When you look at yourself from a universal standpoint, something inside always reminds or informs you that there are bigger and better things to worry about.
I consider it important, indeed urgently necessary, for intellectual workers to get together, both to protect their own economic status and, also, generally speaking, to secure their influence in the political field.
A man's ethical behaviour should be based effectually on sympathy, education, and social ties and needs; no religious basis is necessary. Man would indeed be in a poor way if he had to be restrained by fear of punishment and hope of reward after death.
A successful man is he who receives a great deal from his fellow men, usually incomparably more than corresponds to his service to them. The value of a man, however, should be seen in what he gives and not in what he is able to receive.
Academic chairs are many, but wise and noble teachers are few; lecture-rooms are numerous and large, but the number of young people who genuinely thirst after truth and justice is small
Matter is real to my senses, but they aren't trustworthy. If Galileo or Copernicus had accepted what they saw, they would never have discovered the movement of the earth and planets.
An attempt at visualizing the Fourth Dimension: Take a point, stretch it into a line, curl it into a circle, twist it into a sphere, and punch through the sphere.

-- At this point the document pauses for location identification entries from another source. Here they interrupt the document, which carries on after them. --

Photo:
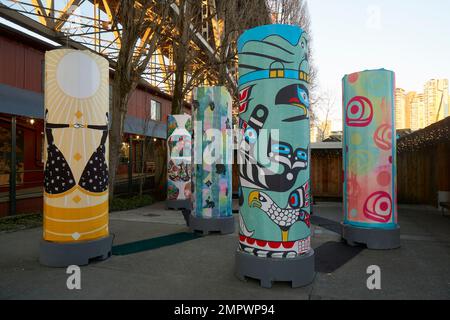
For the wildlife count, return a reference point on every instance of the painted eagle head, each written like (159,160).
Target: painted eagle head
(260,200)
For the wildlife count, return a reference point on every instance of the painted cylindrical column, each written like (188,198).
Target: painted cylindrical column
(212,160)
(179,131)
(76,157)
(369,159)
(273,156)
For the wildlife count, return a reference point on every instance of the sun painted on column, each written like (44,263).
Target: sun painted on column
(369,152)
(273,151)
(76,136)
(212,153)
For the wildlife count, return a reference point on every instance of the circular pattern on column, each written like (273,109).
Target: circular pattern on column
(78,75)
(378,207)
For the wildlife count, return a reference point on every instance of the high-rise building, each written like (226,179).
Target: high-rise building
(408,105)
(418,112)
(400,101)
(436,100)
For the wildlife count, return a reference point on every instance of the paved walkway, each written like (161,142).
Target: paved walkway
(203,268)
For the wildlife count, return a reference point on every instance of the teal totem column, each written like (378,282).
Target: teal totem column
(179,128)
(369,151)
(274,237)
(212,161)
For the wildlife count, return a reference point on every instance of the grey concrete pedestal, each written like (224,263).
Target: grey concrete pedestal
(299,271)
(377,239)
(178,204)
(55,254)
(205,225)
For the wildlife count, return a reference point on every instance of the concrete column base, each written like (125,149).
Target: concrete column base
(377,239)
(53,254)
(178,204)
(299,271)
(222,225)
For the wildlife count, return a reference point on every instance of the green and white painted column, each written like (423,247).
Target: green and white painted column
(273,156)
(212,161)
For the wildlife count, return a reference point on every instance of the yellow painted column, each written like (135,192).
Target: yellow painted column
(76,140)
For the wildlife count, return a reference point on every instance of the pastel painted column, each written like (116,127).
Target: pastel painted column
(369,152)
(76,158)
(179,128)
(273,156)
(212,161)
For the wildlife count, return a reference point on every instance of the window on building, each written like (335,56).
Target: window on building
(155,110)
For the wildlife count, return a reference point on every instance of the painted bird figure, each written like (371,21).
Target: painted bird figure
(284,218)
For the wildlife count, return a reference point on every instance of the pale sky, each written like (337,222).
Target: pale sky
(409,37)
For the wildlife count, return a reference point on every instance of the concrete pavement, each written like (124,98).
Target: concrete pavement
(203,268)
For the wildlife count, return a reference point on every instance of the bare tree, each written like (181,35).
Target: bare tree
(136,48)
(325,105)
(296,12)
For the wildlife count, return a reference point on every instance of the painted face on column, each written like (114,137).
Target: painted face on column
(274,149)
(272,164)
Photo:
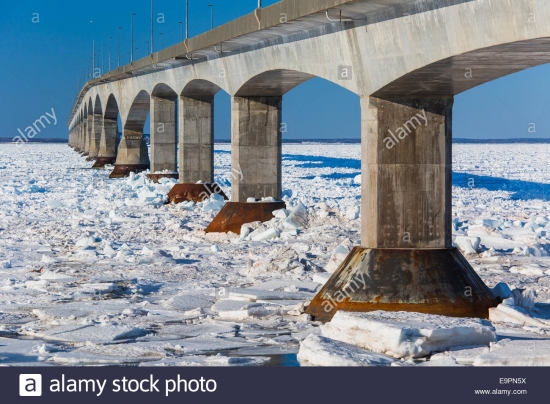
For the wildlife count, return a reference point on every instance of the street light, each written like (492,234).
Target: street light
(211,16)
(132,42)
(93,57)
(186,19)
(98,65)
(110,52)
(119,46)
(152,26)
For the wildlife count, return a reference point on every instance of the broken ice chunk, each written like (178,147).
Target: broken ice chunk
(516,353)
(267,235)
(108,251)
(506,313)
(57,277)
(321,351)
(353,213)
(338,255)
(466,244)
(85,242)
(298,218)
(407,334)
(501,290)
(280,213)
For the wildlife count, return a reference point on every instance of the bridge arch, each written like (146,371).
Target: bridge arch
(163,129)
(133,153)
(196,131)
(108,141)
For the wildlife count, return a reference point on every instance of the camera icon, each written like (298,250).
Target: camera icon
(30,385)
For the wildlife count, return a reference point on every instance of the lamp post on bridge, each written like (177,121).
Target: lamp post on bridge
(119,46)
(93,57)
(132,41)
(152,26)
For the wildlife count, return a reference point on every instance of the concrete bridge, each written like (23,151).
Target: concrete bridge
(406,60)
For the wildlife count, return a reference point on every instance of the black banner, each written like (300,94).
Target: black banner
(272,385)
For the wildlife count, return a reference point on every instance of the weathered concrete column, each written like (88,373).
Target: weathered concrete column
(163,135)
(89,131)
(406,262)
(133,154)
(85,138)
(406,173)
(82,136)
(95,136)
(256,147)
(196,139)
(107,143)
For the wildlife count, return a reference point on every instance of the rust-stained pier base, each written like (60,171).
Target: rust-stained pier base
(407,261)
(234,214)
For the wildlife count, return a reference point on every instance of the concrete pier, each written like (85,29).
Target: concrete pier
(256,147)
(163,131)
(406,261)
(196,138)
(404,63)
(133,155)
(95,136)
(107,143)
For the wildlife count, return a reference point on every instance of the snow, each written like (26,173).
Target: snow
(88,259)
(407,335)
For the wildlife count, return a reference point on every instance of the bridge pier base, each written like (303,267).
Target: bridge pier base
(256,163)
(407,261)
(107,144)
(132,156)
(196,142)
(163,136)
(95,137)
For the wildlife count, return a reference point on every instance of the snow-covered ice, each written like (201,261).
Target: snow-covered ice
(321,351)
(91,265)
(407,335)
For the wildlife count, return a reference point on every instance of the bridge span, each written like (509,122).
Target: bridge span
(406,59)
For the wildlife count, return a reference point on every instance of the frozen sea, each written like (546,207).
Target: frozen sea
(100,271)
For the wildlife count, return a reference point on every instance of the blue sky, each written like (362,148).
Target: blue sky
(42,64)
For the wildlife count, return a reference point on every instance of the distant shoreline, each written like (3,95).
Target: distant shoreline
(331,141)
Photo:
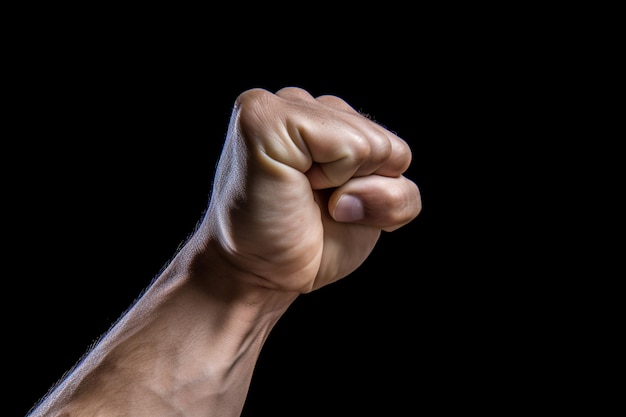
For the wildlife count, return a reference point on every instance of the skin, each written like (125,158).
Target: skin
(303,189)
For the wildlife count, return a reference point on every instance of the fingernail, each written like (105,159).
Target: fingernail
(348,209)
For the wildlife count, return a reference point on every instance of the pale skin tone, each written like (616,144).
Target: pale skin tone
(282,221)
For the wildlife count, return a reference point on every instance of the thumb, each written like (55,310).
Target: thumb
(385,202)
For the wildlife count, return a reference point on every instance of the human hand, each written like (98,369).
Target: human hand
(304,187)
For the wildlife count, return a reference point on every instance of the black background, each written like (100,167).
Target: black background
(116,136)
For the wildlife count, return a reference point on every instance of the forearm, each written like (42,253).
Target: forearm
(184,349)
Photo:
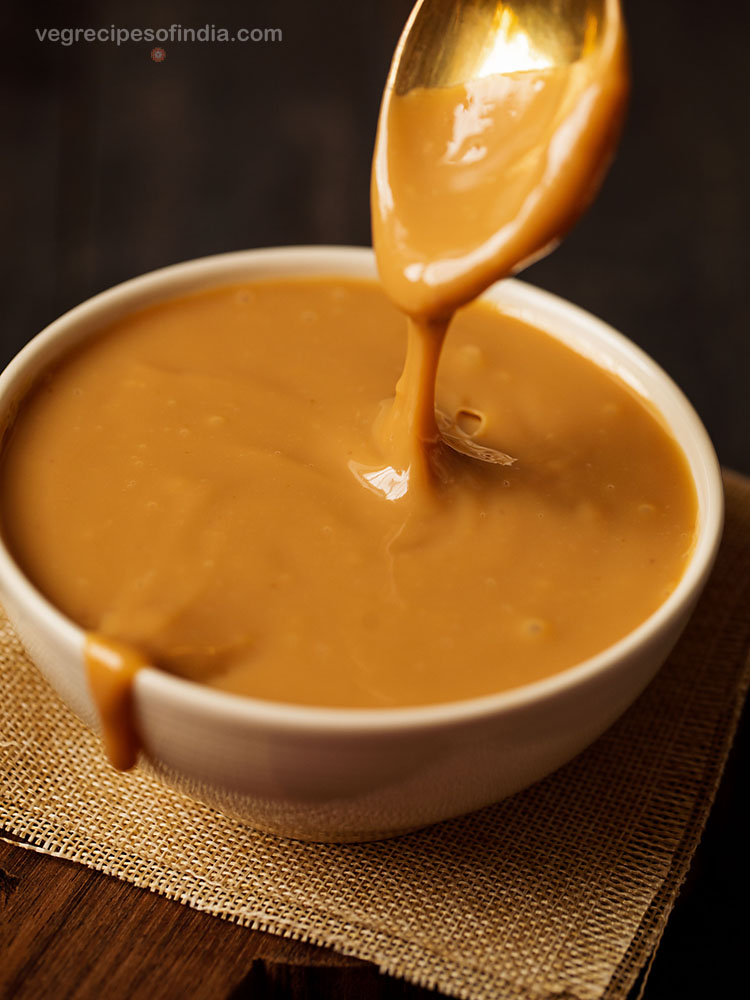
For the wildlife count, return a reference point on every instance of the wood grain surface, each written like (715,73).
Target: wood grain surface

Creating a new theory is not like destroying an old barn and erecting a skyscraper in its place. It is rather like climbing a mountain, gaining new and wider views, discovering unexpected connections between our starting points and its rich environment. But the point from which we started out still exists and can be seen, although it appears smaller and forms a tiny part of our broad view gained by the mastery of the obstacles on our adventurous way up.
We can invent as many theories we like, and any one of them can be made to fit the facts. But that theory is always preferred which makes the fewest number of assumptions.